0446 GMT February 18, 2020
Government and household expenditure accelerated, while exports rebounded after a steep decline, according to figures published Friday, Bloomberg reported.
That was enough to offset a 2.6 percent drop in machinery and equipment investment — the biggest in more than six years — and help the economy register 0.1 percent growth.
The weakness of investment bears out warnings that uncertainty related to global trade tensions has put executives on edge and made companies reluctant to spend. There’s additional pressure on Germany from a slowdown in the car market, which is a huge part of the country’s manufacturing industry.

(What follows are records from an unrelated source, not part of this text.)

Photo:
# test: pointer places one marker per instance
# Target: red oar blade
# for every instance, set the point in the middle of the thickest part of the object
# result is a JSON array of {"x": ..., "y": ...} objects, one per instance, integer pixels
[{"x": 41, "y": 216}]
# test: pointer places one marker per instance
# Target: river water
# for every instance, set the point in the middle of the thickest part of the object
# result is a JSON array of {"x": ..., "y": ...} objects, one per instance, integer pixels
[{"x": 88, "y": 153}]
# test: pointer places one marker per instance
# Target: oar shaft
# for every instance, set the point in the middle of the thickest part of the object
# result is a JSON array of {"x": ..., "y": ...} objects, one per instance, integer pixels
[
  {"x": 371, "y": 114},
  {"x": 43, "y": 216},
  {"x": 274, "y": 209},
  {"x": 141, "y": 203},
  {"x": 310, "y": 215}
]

After a 0.2 percent contraction in second quarter, Europe’s largest economy is barely growing and on track for a full-year expansion of just 0.5 percent. That would be less than half the euro-area average and mark the worst reading since 2013.

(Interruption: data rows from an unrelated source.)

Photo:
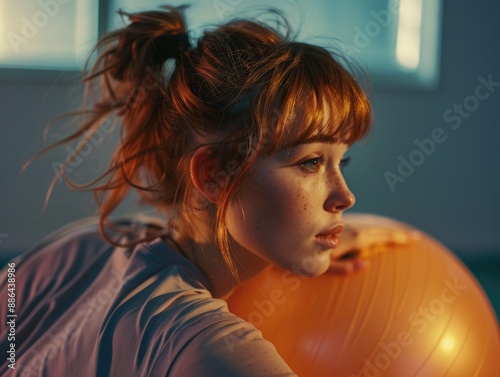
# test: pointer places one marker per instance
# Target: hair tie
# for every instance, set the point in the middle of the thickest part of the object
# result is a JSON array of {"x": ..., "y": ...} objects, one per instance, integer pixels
[{"x": 171, "y": 46}]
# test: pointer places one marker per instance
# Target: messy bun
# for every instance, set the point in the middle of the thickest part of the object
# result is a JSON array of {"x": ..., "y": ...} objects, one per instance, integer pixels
[{"x": 244, "y": 90}]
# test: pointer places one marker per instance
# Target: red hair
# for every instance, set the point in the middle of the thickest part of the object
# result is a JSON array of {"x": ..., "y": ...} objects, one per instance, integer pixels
[{"x": 245, "y": 90}]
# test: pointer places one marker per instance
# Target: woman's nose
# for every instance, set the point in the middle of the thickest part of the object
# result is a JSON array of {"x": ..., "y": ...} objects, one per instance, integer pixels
[{"x": 340, "y": 199}]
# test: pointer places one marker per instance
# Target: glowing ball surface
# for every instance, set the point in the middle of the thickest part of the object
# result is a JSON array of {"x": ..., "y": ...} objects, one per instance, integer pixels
[{"x": 415, "y": 311}]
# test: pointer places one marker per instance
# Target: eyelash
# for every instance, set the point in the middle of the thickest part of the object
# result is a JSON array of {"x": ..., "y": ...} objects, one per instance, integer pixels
[{"x": 318, "y": 161}]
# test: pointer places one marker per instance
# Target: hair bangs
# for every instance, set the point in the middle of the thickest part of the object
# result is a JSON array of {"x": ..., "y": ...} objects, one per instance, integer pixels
[{"x": 318, "y": 100}]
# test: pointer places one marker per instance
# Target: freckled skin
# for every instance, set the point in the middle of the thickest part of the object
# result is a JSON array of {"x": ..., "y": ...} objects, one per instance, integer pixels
[{"x": 287, "y": 203}]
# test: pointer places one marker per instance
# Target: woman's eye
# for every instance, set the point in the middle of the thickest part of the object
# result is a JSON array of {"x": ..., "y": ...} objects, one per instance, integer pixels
[
  {"x": 344, "y": 162},
  {"x": 312, "y": 164}
]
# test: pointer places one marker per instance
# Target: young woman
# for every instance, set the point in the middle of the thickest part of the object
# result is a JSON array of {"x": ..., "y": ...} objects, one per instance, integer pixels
[{"x": 239, "y": 140}]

Germany’s pace in the third quarter was the same as Italy’s and lagged behind France and Spain. Average growth in the 19-country euro region was 0.2 percent.
However, there have been some positive signs recently, with German business sentiment stabilizing after months of declines. Purchasing Managers’ Indexes due on Friday are forecast to show another modest improvement in measures for both manufacturing and services.
More broadly, global investor optimism has picked up and the risk of a recession has been fading. Much depends on the unfolding of US-China trade talks, where progress appears to change on an almost daily basis.